The Finance Committee has overall responsibility for reviewing the financial goals and strategies of the Company, including strategic considerations in the allocation of corporate resources, and for oversight of the financial policy, plans, and programs of the Company.
The Committee shall consist of three or more directors appointed annually by the Board, and may include the Chairman of the Board and Chief Executive Officer. A majority of members shall be independent in accordance with New York Stock Exchange rules (the "NYSE Rules"). The following skills are useful for the Committee members to have: familiarity and experience with treasury policy, corporate finance and mergers and acquisitions.
The Committee shall meet quarterly or at such other intervals as circumstances dictate as determined by the Committee Chairman. A majority of the members of the Committee shall constitute a quorum for the transaction of business. The Committee will report its activities and findings to the Board on a regular basis.
IV. RESPONSIBILITIES AND DUTIES
The specific duties and responsibilities of the Committee include:
1. Review strategic decisions and long-term business goals including acquisitions, joint ventures or dispositions of business and capital assets and the financing of such transactions.

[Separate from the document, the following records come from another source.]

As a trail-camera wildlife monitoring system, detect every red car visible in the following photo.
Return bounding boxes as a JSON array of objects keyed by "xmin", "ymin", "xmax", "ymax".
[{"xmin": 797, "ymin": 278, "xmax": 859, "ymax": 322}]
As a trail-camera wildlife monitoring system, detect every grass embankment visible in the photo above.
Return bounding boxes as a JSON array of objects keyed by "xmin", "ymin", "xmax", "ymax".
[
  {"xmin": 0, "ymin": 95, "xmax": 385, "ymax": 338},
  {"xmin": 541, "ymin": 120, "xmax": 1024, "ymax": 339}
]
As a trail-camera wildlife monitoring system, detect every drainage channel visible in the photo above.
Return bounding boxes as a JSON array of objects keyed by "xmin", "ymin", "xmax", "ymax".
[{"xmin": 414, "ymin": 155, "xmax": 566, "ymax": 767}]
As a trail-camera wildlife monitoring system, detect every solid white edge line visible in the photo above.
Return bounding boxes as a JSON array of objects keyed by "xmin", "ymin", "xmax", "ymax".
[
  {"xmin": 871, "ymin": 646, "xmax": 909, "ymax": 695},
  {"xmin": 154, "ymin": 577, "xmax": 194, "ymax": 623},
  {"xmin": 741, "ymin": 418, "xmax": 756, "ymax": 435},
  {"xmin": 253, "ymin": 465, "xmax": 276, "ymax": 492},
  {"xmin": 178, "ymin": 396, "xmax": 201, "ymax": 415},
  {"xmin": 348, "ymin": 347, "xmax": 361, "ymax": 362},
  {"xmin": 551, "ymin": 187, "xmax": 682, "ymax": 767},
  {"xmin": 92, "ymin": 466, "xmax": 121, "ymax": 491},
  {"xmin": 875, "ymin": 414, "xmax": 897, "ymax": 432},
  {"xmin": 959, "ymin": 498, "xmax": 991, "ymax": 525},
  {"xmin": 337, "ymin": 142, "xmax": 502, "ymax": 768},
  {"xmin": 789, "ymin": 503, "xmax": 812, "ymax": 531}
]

2. Review financial plans and policy, including (a) corporate finance and capital structure of the Company, (b) equity and debt funding for the Company, and (c) the dividend policy of the Company.
3. Undertake from time to time such additional activities within the scope of the Committee's primary purposes, as it may deem appropriate and/or as assigned by the Board of Directors, or the Chairman of the Board or the Chief Executive Officer.
V. GENERAL PROVISIONS
1. The Committee may establish such subcommittees, as it deems appropriate and may delegate to the Group Plans Administrative Committee the authority (consistent with any guidance) to change, substitute, add, or eliminate funding agents for any funding mechanism or trust.
2. The Committee shall conduct an annual performance self-evaluation to ensure that the Committee is fulfilling its responsibilities, and report the results of such evaluation to the Governance Committee.
3. The committee will review and reassess the adequacy of the Committee's Charter at least annually and report the results of such review to the Governance Committee.